Beck doesn’t blink. “I’ll do whatever it takes to keep her safe. You already know that. You tried to buy me once. I said no then. I’m saying it louder now.”

Ethan exhales through his nose. He shakes his head once, slow. “You’re both going to regret this.”

“Maybe.” Beck takes one measured step forward. Rifle steady. “But not today.”

Outside, distant sirens slice through the quiet, faint at first, then growing, insistent. Red-and-blue light flickers between the pines.

Ethan hears it too. His shoulders drop a fraction. Then he smiles, small, bitter, resigned. “Tell me one thing,” he says quietly. “Was it worth it? Betraying your own blood for… what? A cabin and a man who lives like a ghost?”

I step forward before I can stop myself. “Yes.” The word comes out clear. Certain. “It was worth every second.”

Ethan looks at me, really looks, like he’s seeing me for the first time in years. Then he nods. Once. “Fine.”

He lets his hands fall to his sides.

Beck doesn’t lower the rifle.

The sirens grow louder. Tires crunch snow. Shouts carry across the clearing. Hands up. Cuffs click. Ethan doesn’t resist. He doesn’t look at me again. He lets them lead him away, head bowed against the wind, coat flapping like a broken wing.

When the cruiser disappears around the bend, Beck finally lets the rifle drop to his side. He turns. He crosses the room in two long strides. He pulls me into his arms so hard my feet leave the floor.

I bury my face in his coat—pine, gun oil, sweat, him—and inhale like I’ve been drowning.

Alive.

Whole.

Home.

He presses his lips to my hair, voice rough and low against my scalp.

“Still here,” he murmurs. “Still yours.”

I cling tighter, fingers knotted in wool and flannel. “Still yours,” I whisper back.
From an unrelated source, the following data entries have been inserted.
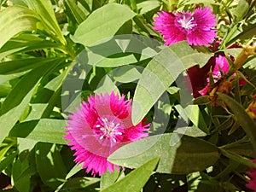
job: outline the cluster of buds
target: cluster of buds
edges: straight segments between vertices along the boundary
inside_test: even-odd
[[[215,105],[217,102],[217,92],[226,95],[229,95],[231,92],[232,83],[230,79],[230,76],[242,67],[250,55],[256,55],[256,38],[253,38],[246,45],[242,45],[242,50],[234,61],[235,70],[232,70],[226,76],[222,77],[216,83],[209,86],[208,92],[211,97],[212,104]],[[247,112],[252,118],[256,119],[256,101],[250,104]]]
[[[253,100],[247,108],[246,112],[252,119],[256,119],[256,95],[254,95],[253,97]]]
[[[250,55],[256,55],[256,38],[253,38],[246,45],[242,45],[242,50],[234,61],[235,70],[238,70]]]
And for the first time since the storm swallowed the mountain, the quiet doesn’t feel like waiting.

It feels like peace. The fight is over. We’re still standing. Together.

THIRTEEN

BECK

The cruiser’s taillights bleed red into the snow until the last bend steals them away. Then nothing. Just the mountain breathing again—slow, cold exhales of wind through the pines, the drip of meltwater like tears the sky has finally let fall.

I stand on the porch longer than I should. The rifle stays in my hands, finger off the trigger, but muscle memory keeps it close. My heart hasn’t caught up yet. It’s still out there in the trees, still braced for the shot that never came, still waiting for the moment Ethan’s hand would move too fast and force my finger to curl.

When I finally turn, the door opens under my palm like it weighs nothing.

She stands in the center of the room, arms locked around her middle so tightly her knuckles show white. She stares at the broken mug on the floor as though the dark coffee stain spreading across the boards is the only proof anything real happened today. Shards catch the weak light like broken promises.

I set the rifle against the wall. The clack of metal on wood sounds too loud.

She doesn’t flinch. She doesn’t look up.

I cross to her in three steps that feel like crossing years. I drop to one knee. “Hey.”